Closed manmay-nakhashi closed 1 year ago
@lucidrains please review this pr , i have added phoneme aligner , compute pitch function from pytorch , losses for aligner and expand and combine function for durations and pitch.
im combing the paper for mentions of the Alignernet you brought in, but i can't seem to find it
how did you conclude it is being used?
@lucidrains all non autoregrassive will need to use alignment to gide the speech generation from phonemes. as this is non autoregrassive i concluded that we need an aligner there are multiple ways to get the alignments. 1) from MFA montreal forced aligner 2) monotonic alignment search(this is also one other option) 3) Aligner network over here by nvidia which is under mit license (they claim and it is seen in practical to have a better alignment when audio length gets too long). Aligner network will be trained along with the tts training so it'll jointly learn durations.

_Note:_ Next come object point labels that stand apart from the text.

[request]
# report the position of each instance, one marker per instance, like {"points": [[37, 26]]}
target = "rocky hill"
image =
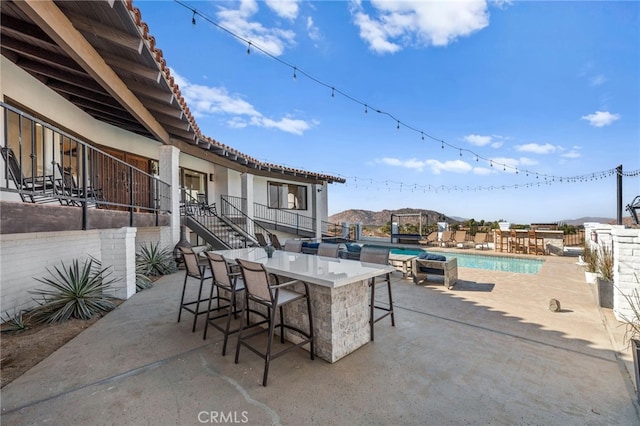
{"points": [[368, 217]]}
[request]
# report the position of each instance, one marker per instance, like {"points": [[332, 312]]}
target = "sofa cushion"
{"points": [[432, 256], [353, 248]]}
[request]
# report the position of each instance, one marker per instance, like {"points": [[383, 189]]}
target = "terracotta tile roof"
{"points": [[207, 142]]}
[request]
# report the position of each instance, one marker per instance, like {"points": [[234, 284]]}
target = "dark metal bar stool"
{"points": [[223, 280], [194, 269], [259, 290], [381, 256]]}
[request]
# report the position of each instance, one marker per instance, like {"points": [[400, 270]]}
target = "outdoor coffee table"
{"points": [[403, 262]]}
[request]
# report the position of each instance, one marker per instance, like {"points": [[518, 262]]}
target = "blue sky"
{"points": [[522, 105]]}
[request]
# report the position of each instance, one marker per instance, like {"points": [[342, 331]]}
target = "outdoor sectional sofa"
{"points": [[434, 264]]}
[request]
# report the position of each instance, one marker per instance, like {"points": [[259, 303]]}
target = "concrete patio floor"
{"points": [[488, 351]]}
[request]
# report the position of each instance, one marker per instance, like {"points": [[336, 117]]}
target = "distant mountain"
{"points": [[582, 220], [368, 217]]}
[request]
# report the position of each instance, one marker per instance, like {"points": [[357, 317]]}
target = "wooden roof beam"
{"points": [[50, 18], [97, 29]]}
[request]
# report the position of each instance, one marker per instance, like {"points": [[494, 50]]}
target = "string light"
{"points": [[296, 70]]}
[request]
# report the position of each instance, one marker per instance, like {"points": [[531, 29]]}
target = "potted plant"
{"points": [[605, 279], [632, 334], [590, 258]]}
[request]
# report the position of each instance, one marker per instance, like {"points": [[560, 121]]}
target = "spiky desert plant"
{"points": [[13, 324], [142, 281], [605, 263], [76, 291], [632, 319], [152, 260], [590, 257]]}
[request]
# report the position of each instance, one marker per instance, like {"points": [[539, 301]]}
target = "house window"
{"points": [[287, 196]]}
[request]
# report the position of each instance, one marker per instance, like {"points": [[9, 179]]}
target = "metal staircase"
{"points": [[218, 232]]}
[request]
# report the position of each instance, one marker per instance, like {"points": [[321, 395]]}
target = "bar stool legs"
{"points": [[372, 306]]}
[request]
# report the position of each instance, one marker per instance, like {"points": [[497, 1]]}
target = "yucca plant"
{"points": [[142, 281], [151, 260], [76, 291], [605, 263], [590, 258], [13, 324]]}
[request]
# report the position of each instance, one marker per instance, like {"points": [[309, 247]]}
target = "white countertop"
{"points": [[324, 271]]}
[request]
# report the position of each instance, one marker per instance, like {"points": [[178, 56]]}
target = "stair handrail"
{"points": [[229, 209], [282, 217]]}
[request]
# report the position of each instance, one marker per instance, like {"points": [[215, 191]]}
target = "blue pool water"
{"points": [[491, 263]]}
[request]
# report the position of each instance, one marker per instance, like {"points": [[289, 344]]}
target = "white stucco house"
{"points": [[100, 153]]}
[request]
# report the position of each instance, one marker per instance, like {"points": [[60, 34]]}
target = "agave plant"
{"points": [[151, 260], [13, 324], [142, 281], [632, 318], [77, 291], [605, 263]]}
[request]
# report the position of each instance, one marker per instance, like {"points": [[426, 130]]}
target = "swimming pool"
{"points": [[491, 263]]}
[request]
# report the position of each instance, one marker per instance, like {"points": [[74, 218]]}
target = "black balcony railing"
{"points": [[283, 218], [232, 209], [44, 164]]}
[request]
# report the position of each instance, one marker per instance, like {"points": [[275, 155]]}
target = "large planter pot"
{"points": [[635, 351], [591, 277], [605, 293]]}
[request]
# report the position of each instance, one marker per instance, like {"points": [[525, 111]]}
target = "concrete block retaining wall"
{"points": [[24, 257]]}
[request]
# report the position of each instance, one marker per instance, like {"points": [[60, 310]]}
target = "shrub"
{"points": [[13, 324], [590, 257], [142, 281], [77, 291], [605, 263], [153, 261], [632, 320]]}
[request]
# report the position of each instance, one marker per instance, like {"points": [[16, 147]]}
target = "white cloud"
{"points": [[597, 80], [482, 171], [312, 30], [207, 101], [524, 161], [455, 166], [478, 140], [437, 167], [494, 141], [284, 8], [536, 148], [273, 40], [572, 154], [393, 25], [601, 118]]}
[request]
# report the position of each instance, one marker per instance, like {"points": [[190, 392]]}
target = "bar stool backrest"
{"points": [[256, 279], [191, 262], [219, 269], [293, 246]]}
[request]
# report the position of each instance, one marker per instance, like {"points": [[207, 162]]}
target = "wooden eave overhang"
{"points": [[100, 56]]}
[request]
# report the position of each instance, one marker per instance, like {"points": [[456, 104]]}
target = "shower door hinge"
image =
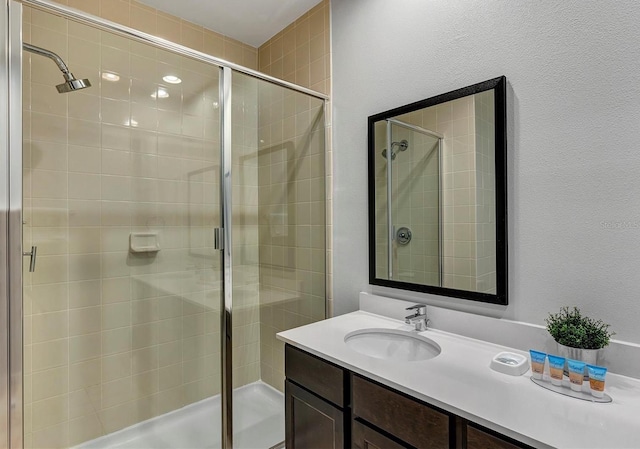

@manmay-nakhashi thank you for your explanation! i believe you are correct that NAR solutions will require alignment still. they also needed some aligned conditioning signal for another NAR based TTS solution
let's try to get this merged by next week's end very latest! (i'll read that nvidia paper tomorrow morning)
thank you for the PR! :pray:
@lucidrains can we merge this now ?
@manmay-nakhashi oh hey, yea, but i left a few comments that were not addressed
@lucidrains i have resolved all the comments
@manmay-nakhashi thanks! there's one more comment though, regarding lack of sqrt
for the l2 distance. maybe i misunderstood something
could you also add a small test main script within the files that run without error?
ex.
if __name__ == '__main__':
align = AlignNet(...)
align(mock_tensor)
@lucidrains pr is ready tell me if i need to change anyting
@manmay-nakhashi thanks for the continuous polish
could you possibly remove all the print statements? also, i'm wondering why the maximum path function could not be done on the GPU?
@lucidrains fixed
@manmay-nakhashi In coqui tts there is this comment https://github.com/coqui-ai/TTS/blob/23a7a9a3633ee00e5bcd329d5f15b8c3f8971f8d/TTS/tts/utils/helpers.py#LL199C5-L199C74 but I haven't evaluated it myself.
@lexkoro i'll run the dummy loop and check
@lexkoro @lucidrains numpy is faster complete 1000 itr in 19 and torch completes it in 29 , i think because of gardient tracking :thinking:
@manmay-nakhashi if the hard path does not need gradients, you can wrap the function with the torch.no_grad
decorator
@lucidrains with torch.no_grad() i am having limited speed bump still not as fast as numpy. 1000 itr. came down to 24 sec.
@manmay-nakhashi good enough! we can always speed it up later!
@manmay-nakhashi thank you for pressing this PR!
@lucidrains don't need to use binary loss only aligner loss and duration loss.
@manmay-nakhashi could you link to the line of code you are looking at?
@manmay-nakhashi got it, thanks!
this modules helps to learn phoneme alignment.